After all, many Hispanics in the U.S., especially Mexicans, already love norteno, a traditional Mexican sound based in the rural experience of cowboy boots and pickup trucks.

But could these norteno fans also be interested in the fiddles and steel guitars of country music? Right now no one knows the answer.

The Country Music Assn. in Nashville says there are no good studies to show how many Hispanics listen to country already, so the industry group recently formed a task force to investigate.

Anecdotal evidence suggests Spanish speakers are not a large part of the country music audience. The phrase “country music” doesn’t even have a translation in Spanish.

“If they know it at all, they’ll call it ‘musica country,”‘ said Eddie Wright-Rios, a Vanderbilt University professor who specializes in the cultural history of modern Mexico.
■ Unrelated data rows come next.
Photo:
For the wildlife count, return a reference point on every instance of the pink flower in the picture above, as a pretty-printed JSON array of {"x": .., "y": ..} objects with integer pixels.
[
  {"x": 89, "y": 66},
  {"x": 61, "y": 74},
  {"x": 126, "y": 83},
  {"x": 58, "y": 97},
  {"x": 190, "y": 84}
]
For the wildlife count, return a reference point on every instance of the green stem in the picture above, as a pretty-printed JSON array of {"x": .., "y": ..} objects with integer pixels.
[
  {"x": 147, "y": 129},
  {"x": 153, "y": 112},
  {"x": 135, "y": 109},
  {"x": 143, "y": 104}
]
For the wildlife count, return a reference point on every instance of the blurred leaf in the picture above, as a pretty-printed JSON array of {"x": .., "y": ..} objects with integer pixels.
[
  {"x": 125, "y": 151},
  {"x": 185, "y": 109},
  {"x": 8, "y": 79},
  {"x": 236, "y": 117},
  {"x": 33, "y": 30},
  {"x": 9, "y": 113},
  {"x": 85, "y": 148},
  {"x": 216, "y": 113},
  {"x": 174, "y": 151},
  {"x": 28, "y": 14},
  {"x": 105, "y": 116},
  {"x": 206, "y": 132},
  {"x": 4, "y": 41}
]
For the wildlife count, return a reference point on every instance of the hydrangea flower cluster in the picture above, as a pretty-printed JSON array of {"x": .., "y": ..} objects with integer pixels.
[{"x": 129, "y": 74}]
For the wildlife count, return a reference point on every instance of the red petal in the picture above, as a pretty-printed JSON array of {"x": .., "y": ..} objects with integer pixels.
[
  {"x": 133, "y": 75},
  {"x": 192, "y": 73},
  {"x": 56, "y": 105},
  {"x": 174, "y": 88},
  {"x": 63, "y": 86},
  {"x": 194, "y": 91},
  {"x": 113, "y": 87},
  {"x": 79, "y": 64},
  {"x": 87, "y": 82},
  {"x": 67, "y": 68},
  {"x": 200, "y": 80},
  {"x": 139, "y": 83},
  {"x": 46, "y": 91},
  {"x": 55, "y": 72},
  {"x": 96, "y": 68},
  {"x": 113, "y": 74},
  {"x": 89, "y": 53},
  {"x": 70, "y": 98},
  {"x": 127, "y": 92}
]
Maria Pena owns Las Americas Music in Nashville and carries music in Spanish almost exclusively. No one ever comes into her store looking for country music, said the Chihuahua, Mexico native, adding that she doubted her customers were familiar with the genre.

But Pena’s employee Camelia Wissar, also of Chihuahua, said she listens to country and her friends do too. Asked who she likes, she listed Alan Jackson and Garth Brooks. “I listened to it in Mexico, too,” she said in Spanish.

Country music enjoyed a 17.7 percent increase in album sales in the first half of this year – the largest percentage jump of any genre – but overall U.S. album sales are down, and music executives are always interested in an untapped market.

Hispanics are the youngest, fastest-growing segment of the American population. They were 14 percent of the population in 2004, but made up nearly half the nation’s growth so far this decade.

Country music has tried in recent years to broaden its audience beyond white people in rural, red-state America – an effort symbolized by the CMA holding its annual awards ceremony in New York, instead of Nashville, last year.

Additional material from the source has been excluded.